Bright Star is a romantic drama based on the intense, yet ill-fated love affair between 19th Century romantic poet John Keats (Ben Whishaw) and his muse, the intriguing seamstress-next-door, Fanny Brawne (Abbie Cornish). It’s a romance that proved greatly inhibited by the financial and social boundaries that defined their times. The film is rated PG, so you can probably guess that there’s no big screen consummation of their affair. Just a collection of glances, soft touches and love letters that evoke the passion – both realized and unfulfilled – between these star-crossed lovers. I don’t think I’m spoiling anything by revealing that Keats died of tuberculosis at the tender age of 25. So there’s no happily-ever-after here.

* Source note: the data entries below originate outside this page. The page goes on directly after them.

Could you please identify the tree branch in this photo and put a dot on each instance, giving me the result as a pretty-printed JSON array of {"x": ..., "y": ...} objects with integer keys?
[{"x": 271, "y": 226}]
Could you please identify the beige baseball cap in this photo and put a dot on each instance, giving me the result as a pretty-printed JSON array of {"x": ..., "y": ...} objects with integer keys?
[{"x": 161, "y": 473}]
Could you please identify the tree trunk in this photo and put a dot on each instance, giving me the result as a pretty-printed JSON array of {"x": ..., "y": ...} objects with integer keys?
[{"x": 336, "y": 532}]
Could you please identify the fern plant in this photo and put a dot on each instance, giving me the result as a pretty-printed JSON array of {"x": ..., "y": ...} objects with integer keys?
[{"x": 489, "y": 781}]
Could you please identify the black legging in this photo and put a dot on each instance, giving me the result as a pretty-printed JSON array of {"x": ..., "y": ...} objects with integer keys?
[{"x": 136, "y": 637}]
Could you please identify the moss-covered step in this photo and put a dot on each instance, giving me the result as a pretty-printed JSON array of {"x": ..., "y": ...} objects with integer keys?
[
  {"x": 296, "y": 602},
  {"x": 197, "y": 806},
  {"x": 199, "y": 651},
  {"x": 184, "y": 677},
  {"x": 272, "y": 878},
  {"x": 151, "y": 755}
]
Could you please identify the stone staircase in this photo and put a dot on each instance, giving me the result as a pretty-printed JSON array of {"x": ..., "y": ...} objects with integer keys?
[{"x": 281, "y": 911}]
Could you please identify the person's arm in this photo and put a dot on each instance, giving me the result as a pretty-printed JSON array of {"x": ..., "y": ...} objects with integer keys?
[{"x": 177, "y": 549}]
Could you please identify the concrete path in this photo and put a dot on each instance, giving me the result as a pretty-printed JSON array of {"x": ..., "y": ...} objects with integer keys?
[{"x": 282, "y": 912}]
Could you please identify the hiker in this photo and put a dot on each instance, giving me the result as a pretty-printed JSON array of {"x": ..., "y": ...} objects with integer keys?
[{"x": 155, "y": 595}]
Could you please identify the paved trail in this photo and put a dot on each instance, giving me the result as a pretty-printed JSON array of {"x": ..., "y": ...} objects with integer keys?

The movie is beautifully shot – full of vibrant colors and sweeping landscapes that appeal to the inner poet in all of us (kudos to cinematographer Greig Fraser). Writer/director Jane Campion (The Piano) succeeds in bringing a little known, yet poignant love story to the big screen, but there’s definitely something missing. I’m not even sure what it is — that special ingredient that transforms an okay romantic drama into an unforgettable romantic drama. This one’s just okay.
There is some fine ensemble acting in Bright Star (particularly from Paul Schneider as Keats’ best friend and fellow poet, Charles Armitage Brown and from young Edie Martin as Brawne’s little sister, Toots). It could even garner an Oscar nod or two (as epic period pieces tend to do), but I will be most surprised if it breaks into the mainstream with any real success. The film moves rather slowly and quietly (some might say, boringly) and the very authentic British and Scottish accents can frustrate the untrained ear (i.e. mine). Needless to say, I probably missed a fair amount of dialogue.
Now, read the poem again. If you like it, consider adding Bright Star to your Netflix queue, or waiting for a review from Arty Chick. I don’t think it will be in theaters very long after its September 18th (limited) release date – not when it has to compete with a slew of other Oscar contenders and the likes of George Clooney and Matt Damon.